You don't need a special tripmeter in your car when you start rallying. If you're a newcomer to rallying, a major achievement on your first few rallies will be to find your way around the route without missing any marshalled controls or code board route checks. Maintaining the required average speeds so that you arrive at controls precisely on time will not be important. Indeed if the navigator gives up concentrating on the route to check the mileage and time, it's quite likely to result in a missed junction. Better to be on the right road at the wrong time than on the wrong road at the right time!  

After doing a few rallies and you decide that you want to be up with the experts on timekeeping, you'll then need to fit your car with a supplementary tripmeter, a device that can be accurately calibrated against the organiser's measured mile or other calibration distance before the start.

A few historic rally organisers will only allow the use of additional tripmeters that are period mechanical instruments, such as the Halda Tripmaster or Twinmaster. Unfortunately, as these have not been manufactured for decades, they are in great demand and command very high prices. Much more reasonably priced are the Brantz or Terratrip electronic devices and the basic versions that just have a dual display of distance only (not any form of speed) are widely accepted now. These are also a lot easier to calibrate than the Halda for which you have to change cog wheels to get an accurate reading. Installing these electronic tripmeters requires fitting a pick-up to detect rotation of the speedo cable or a pick-up on a wheel hub that gets electrical pulses from passing bolt heads on the wheel hub.

GPS Tripmeters

Rally tripmeters are now becoming available with a GPS sensor to detect car movement, with the obvious advantage of a much simpler installation. However most historic rally organisers have categorised GPS tripmeters with sat-navs and hence don't allow them to be used.  We may have to go along with this for our Hughes Rally, but a GPS tripmeter would be OK for our Sunday morning Regularity Runs.

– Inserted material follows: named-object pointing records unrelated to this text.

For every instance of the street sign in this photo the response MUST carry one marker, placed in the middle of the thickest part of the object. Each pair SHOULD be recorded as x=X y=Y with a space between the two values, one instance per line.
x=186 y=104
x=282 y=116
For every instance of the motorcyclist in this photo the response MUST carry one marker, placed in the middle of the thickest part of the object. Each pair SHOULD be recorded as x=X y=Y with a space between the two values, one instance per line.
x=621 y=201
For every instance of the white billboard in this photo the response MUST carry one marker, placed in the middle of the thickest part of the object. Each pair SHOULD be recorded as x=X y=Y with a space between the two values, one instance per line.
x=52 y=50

If you have a smartphone (Apple or Android) and search the app store, you'll find several rally tripmeter apps that use the phone's GPS sensor, but there are very few historic rallies that would allow you to use them. However, if you're a novice on one of our Regularity Runs and don't have a tripmeter fitted in your car, you may be permitted to use your phone with one of these apps, so long as you get the prior approval of the organiser of the event and can show him that the app does not display your average speed.

Tripmeter Calibration

Here's a tip for setting up your Brantz or Terratrip if you don't have an accurate measured mile available but do have a smartphone with a GPS tripmeter app that displays distance to 1/100 mile precision.  Find a main road which goes for several miles without any sharp turns or roundabouts and from a standing start in a layby you drive several miles to another layby where you stop and read off both the mileage travelled (on the smartphone) and the calibration mode reading on the tripmeter. You must zero and take readings while stationary as GPS mileages do significantly lag when moving.  Then just divide the number on the tripmeter by the GPS measured mileage and you have an accurate calibration figure to set into the Brantz or Terratrip. In theory you should be able to do this with a satnav instead of a smartphone, but I haven't yet found a satnav that will display mileage travelled to better than 1/10 mile precision.